Entonces, me surge una duda ‘¿Los ha comido así, crudos?’.
Rosa me ve sorprendida y responde que no. En los cuatro años que lleva recolectando el escamol, no se le había ocurrido probarlos sin cocinar. “Me da la idea que saben como a lechita porque sueltan líquido”.
La mujer toma uno de los huevecillos y se lo lleva a la boca. Yo hago lo mismo. Rosa mastica y su rostro adquiere seriedad, busca algún sabor para relacionar el que ahora ronda por su paladar. Por fin da su veredicto: “Me sabe como cuando uno prueba un granito de elote sin cocer, como si comiéramos un huevo crudo, sin el olor que tiene. Éste no tiene olor a nada”.
“Sí” —la secundo—, “como a maíz, como a hierba”.
Rosa me repite: “Nunca se me había ocurrido probarlos en crudos”. Y de pronto le salta una idea a la cabeza: “Qué tal si anda uno en plena cosecha. Total me hecho un puño, pura proteína, para seguirle. No creo que pase nada”.
Pero el sabor de los escamoles cambia al pasar por el fuego.
Rosa sirve un plato con los escamoles guisados. El rojo y amarillo del pimiento les da buena vista. A un lado pone una porción de guacamole y una mitad de un limón. En una canastita deposita una cuantas tortillas de maíz azul.
“Huele rico”, digo al percibir el vapor oloroso de los huevos recién salidos de la sartén. Me llevo una cucharada a la boca. Sabe a elote, a huevo revuelto, a hierba. La consistencia es parecida a los granos de maíz cuando se están despellejando. También son un tanto mantequillosos. Se me antojan con mezcal. Luego de la primer cucharada hago un taco para mezclarlos con el guacamole.
“Es muy importante comérselos bien calientitos”, me aclara Rosa, “ya ves que la mantequilla medio cuaja. Nosotros siempre lo hemos hecho así, a la mantequilla. Los he probado de muchas formas y es la manera que más me gusta y a la gente también”.
Sin embargo, hay excepciones. Alguna vez una chica pidió que se los guisara a la mexicana porque le gustaba mucho el picante; otros los han querido a la juliana. Para esta receta Rosa agrega un chile cascabel partido en rebanadas y lo deja cocer con los escamoles hasta que tome un tono coloradito. Hay quien los ha pedido en mole, pero hay que poner muchos escamoles para que se noten y eso eleva el costo del platillo. Una vez los hicieron en aguachile para unos muchachos de una universidad. Las cocineras los prepararon con mucho limón, pepino, cebollita y chile, todo bien picado. Esta versión sí le gustó a la mujer, pero insiste, para ella la mejor forma de comerlos es a la mantequilla.

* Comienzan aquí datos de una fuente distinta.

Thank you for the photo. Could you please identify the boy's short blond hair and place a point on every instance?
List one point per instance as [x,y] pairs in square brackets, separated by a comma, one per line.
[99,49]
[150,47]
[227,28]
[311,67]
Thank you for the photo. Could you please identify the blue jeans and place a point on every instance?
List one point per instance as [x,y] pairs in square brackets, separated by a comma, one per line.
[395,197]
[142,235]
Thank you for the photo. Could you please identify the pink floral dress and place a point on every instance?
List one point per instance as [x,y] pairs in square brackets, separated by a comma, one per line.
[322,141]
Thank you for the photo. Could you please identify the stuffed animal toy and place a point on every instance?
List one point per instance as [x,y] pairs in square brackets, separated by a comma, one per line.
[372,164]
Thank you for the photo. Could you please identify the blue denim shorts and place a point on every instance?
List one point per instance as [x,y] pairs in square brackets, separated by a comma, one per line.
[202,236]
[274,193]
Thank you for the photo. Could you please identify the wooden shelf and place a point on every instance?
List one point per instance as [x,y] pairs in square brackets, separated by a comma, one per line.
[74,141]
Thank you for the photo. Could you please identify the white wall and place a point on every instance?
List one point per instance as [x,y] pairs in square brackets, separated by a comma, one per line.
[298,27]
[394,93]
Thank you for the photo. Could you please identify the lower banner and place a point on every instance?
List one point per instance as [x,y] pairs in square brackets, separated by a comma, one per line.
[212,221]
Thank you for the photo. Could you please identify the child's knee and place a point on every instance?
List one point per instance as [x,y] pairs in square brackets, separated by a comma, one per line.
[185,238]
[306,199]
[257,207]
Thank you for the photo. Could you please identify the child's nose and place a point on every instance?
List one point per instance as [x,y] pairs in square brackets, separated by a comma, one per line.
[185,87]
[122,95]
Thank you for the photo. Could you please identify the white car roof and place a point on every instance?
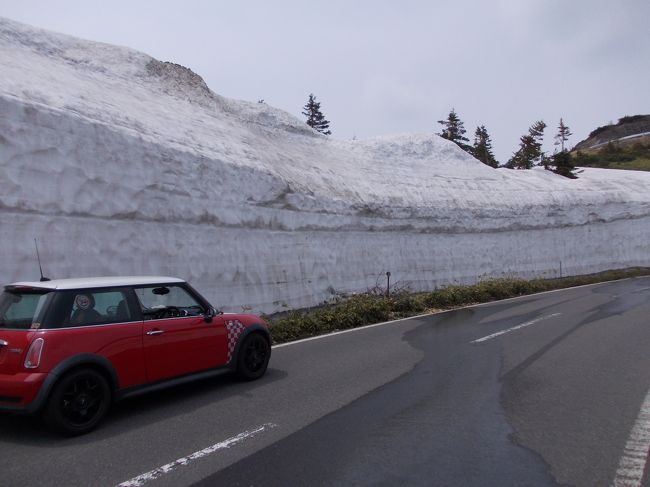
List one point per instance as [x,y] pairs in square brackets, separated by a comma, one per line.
[92,282]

“Nosotros habíamos escuchado del caviar mexicano, y uno dice: caviar mexicano, pues carísimo. Y es caro”. Por un momento dejo de masticar. No había considerado el costo del platillo. Pero es un susto momentáneo porque el sabor bien vale el precio. “Por ejemplo, en la Ciudad de México 100 gramos te cuestan $300 o $400 pesos; y nosotros acá lo tenemos en $150 pesos. Está barato porque no somos revendedores”.
Rosa se dirige de nuevo a la hielera. Me llama para que vea la cantidad de bolsas que acumularon de la cosecha del año anterior. Mira a los huevecillos con ternura. Aunque ella no proviene de la tradición indígena de la colecta de escamoles, entiende muy bien lo que significan para un pueblo. Son alimento, son una forma de desarrollo, son cultura. A ella le han dado una forma de ganarse la vida. Por eso al cerrar la puerta de la nevera deja salir una frase que resume su relación con este alimento ancestral: “Qué hermosos están mis niños”.